Right after hurricane Charley, I bought my ferrets a new cage. It's a high rise condominium type lifestyle for them. I went for the bigger cage because I thought they would appreciate the room. Well, they spend most of their time on the bottom level. They only go to the second level to eat and drink and only because I make them. So that's weasel point number one.

Today I bought them a new hammock and Weezil

immediately got in it. It was like it was thing she had been waiting her entire life for and now she could be happy. We won't even mention that they have a hammock in the cage and they had a big hammock in their old cage.

I also bought them a food dish that attaches to the side of the cage. This would bring up weasel point number two. They had a food dish that hung from the side of their old cage, a homemade cage that was beginning to stink regardless of how much I cleaned.

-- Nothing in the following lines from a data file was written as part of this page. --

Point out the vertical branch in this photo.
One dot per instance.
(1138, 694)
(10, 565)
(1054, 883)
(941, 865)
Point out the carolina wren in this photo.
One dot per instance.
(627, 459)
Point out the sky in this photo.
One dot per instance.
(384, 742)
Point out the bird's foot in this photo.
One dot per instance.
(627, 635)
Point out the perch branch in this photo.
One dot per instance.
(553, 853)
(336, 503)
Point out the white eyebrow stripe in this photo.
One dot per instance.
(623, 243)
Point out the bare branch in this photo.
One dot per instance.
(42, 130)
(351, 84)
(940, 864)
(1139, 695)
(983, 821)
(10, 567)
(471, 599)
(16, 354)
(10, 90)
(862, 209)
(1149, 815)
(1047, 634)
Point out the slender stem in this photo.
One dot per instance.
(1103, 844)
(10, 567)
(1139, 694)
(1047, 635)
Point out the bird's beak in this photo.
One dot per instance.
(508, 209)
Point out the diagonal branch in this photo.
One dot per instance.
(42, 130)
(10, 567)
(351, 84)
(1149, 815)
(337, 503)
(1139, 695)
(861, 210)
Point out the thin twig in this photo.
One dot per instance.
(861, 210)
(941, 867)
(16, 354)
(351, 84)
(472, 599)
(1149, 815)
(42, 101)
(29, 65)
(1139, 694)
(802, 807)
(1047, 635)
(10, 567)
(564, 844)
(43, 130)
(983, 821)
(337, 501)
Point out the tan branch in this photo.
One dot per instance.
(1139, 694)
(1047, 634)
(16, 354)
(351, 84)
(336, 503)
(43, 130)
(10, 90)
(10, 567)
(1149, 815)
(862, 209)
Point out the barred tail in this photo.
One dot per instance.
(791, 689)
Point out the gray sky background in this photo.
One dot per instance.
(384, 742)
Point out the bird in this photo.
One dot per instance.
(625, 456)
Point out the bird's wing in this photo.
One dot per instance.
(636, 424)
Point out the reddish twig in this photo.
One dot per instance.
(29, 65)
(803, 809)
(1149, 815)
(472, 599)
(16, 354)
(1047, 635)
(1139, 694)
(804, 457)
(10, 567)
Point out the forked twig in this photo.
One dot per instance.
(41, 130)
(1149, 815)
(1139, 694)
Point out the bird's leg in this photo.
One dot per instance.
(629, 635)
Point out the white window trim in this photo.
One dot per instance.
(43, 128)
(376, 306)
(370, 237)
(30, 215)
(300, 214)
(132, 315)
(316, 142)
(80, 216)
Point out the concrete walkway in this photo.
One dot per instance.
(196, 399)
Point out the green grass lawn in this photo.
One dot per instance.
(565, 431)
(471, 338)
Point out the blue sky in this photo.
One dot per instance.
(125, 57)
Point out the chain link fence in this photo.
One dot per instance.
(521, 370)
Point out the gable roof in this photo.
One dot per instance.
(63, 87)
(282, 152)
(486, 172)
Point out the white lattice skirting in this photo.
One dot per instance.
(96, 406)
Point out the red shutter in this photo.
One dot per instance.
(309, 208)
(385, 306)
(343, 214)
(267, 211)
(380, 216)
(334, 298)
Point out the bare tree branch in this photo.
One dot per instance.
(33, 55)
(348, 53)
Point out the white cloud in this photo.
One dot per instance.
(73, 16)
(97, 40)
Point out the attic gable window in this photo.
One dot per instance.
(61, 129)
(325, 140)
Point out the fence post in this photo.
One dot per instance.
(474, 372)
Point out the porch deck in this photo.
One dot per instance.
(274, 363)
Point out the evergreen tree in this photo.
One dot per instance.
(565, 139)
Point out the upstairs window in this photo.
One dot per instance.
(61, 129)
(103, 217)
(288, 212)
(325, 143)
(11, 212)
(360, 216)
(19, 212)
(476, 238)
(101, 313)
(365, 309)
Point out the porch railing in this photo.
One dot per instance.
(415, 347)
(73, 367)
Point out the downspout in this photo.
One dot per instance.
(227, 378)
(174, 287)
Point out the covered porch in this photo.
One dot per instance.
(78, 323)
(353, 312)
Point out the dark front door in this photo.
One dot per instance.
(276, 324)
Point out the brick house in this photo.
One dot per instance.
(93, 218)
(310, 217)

Anyway, they couldn't manage to get the food dish off the old cage. So I moved it to the new cage and they pulled it off the side. That would be fine, except I have other animals in my house. Now, if I'm not careful, I have a booger kitty

pawing food out on to the ground so he can eat it and a bubbala-dog

sticking her tongue through the bars of the cage and pulling food out.

I had finally had enough of this so I bought an evil food dish that the weasels wouldn't be able to knock over. I attached it, Tooey

got all excited because she heard food being poured (which I was doing waaaay too much of lately because I was also feeding a cat and a dog with weasel food). She went running for the food level and then spent the next 15 minutes trying to dislodge this evil new food dish.

Fortunately, she didn't succeed. Chalk one up for me. I think that makes the score about 1 for me to 1,332,634,155 for the weasels.